Constraints that apply:

  • Auditable, derived state stays reproducible, not stored as mutable running totals (ADR-0004). Built-in assignments are derived from security data and kept in sync.
  • The MCP companion stays a thin wrapper over /api/v1 (ADR-0002).
  • The supported asset_class and currency code lists are curated, not user free-text.
  • Scope stays small: this records and reports structure; it does not place orders or rebalance.

Decision

Introduce a bounded context Portfolixir.Classifications that models editable taxonomy trees plus auto-managed built-in trees.

Stored, editable definitions:

  • Classification — a named tree (e.g. “My Strategy”).

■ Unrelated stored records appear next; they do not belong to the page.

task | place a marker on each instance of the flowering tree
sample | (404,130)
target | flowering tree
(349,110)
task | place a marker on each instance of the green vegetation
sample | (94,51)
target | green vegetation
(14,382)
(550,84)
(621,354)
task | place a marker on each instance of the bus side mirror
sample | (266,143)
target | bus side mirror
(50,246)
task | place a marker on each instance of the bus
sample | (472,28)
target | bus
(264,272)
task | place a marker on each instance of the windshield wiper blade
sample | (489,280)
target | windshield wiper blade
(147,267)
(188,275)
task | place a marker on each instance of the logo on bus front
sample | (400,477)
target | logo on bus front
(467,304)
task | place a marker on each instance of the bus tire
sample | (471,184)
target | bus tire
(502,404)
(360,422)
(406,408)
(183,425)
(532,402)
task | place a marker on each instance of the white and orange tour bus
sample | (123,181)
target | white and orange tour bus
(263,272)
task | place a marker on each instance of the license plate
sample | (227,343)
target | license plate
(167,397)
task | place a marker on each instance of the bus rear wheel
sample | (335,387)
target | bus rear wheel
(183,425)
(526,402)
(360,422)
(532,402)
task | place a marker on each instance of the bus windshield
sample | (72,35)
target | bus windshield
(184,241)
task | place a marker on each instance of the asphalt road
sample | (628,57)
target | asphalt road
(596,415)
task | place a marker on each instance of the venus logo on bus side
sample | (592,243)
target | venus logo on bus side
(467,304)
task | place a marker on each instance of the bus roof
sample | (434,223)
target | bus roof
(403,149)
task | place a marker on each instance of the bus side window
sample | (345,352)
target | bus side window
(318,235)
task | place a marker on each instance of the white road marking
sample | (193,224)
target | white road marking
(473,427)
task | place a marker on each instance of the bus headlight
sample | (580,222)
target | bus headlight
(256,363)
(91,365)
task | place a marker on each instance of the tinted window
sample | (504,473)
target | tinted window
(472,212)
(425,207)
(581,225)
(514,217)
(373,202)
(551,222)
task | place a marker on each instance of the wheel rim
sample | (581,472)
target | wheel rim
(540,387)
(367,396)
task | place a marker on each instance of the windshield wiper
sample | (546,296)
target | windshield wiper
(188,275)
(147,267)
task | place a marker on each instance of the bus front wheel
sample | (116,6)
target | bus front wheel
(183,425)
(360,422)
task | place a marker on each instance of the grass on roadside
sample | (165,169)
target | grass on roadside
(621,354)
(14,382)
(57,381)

Has a name, a position, an optional description, a nullable key, and a built_in flag. A key ("asset_class", "currency") identifies a built-in tree.
  • Category — a node within one classification, forming a tree via a nullable parent_id. Carries a name, an optional color, a position, and a nullable key (the derived code, e.g. an asset-class or currency code, used to keep built-in trees in sync).
  • Assignment — places one security in one category of a classification. Uniqueness is (security_id, classification_id): a security sits in at most one category per classification (splitting a single security across categories with partial weights stays out of scope; per-category target weights arrived in ADR-0008).

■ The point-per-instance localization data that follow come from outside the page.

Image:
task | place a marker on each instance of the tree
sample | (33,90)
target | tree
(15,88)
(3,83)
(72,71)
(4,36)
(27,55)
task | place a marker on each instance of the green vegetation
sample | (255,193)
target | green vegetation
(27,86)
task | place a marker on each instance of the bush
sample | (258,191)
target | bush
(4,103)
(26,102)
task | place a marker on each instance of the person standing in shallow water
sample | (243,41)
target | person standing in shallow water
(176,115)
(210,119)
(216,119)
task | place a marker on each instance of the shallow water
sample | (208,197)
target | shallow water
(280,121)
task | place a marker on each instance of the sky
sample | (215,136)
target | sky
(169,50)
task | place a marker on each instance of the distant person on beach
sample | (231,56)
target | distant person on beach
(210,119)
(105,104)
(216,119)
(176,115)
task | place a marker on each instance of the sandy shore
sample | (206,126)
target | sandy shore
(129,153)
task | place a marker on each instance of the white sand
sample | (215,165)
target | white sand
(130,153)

Built-in classifications (auto-managed structure, asset class re-assignable):

  • Portfolixir seeds and maintains built-in trees for asset class (from Security.effective_asset_class/1) and currency (from currency_code). Their categories mirror the curated code lists; their assignments are derived from each security and re-synced whenever a security is created or changed.
  • The asset-class tree models a DDV-style hierarchy: the flat classes plus a Leverage products group (warrant, knock-out, factor certificate) and an Investment products group (discount/bonus/express certificate, reverse convertible). The category structure (names/keys/hierarchy) is curated and not hand-editable, but membership is: dragging a security between its categories — or PATCH-ing the security — sets the security’s asset_class field, which the derived tree then reflects. A first guess is inferred from the name/ISIN/ticker on create; the maintainer corrects it by dragging. So the asset class behaves like an editable taxonomy seeded with a default, matching how Portfolio Performance treats it.
  • The currency tree is intrinsic (a security’s currency is a fact, not a judgement) and stays fully read-only.

Surfaces:

  • A JSON API under /api/v1/classifications (list trees with categories and assignments; create/update custom classifications, categories, and assignments), mirrored by MCP tools.
  • A simple LiveView page that lists classifications as coloured trees and lets a maintainer build custom trees and drag securities into categories.

Consequences

  • Maintainers get Portfolio-Performance-style hierarchies with colours and drag-and-drop, plus built-in asset-class and currency trees that are always present and current without manual upkeep.
  • Built-in assignments stay reproducible from security data, consistent with ADR-0004; only custom trees are free-form configuration.
  • New schema arrives: classifications, classification_categories, and security_category_assignments. The flat asset_class field stays as the source for the built-in asset-class tree (not removed) and is now also written by reassigning a security within that tree, so no extra stored assignments are needed for the asset-class cut.
  • Target and actual weights (SOLL/IST) are out of scope here and were added in a follow-up, ADR-0008, on top of this structure; at the time of this decision categories carried no weight.
  • Region/industry built-ins (e.g. from the ISIN country prefix) are deliberately left for a later batch; only asset class and currency ship as built-ins first.
  • More surface to keep consistent across context, API, MCP, LiveView, tests, translations, and docs; the work is split into small TDD stories.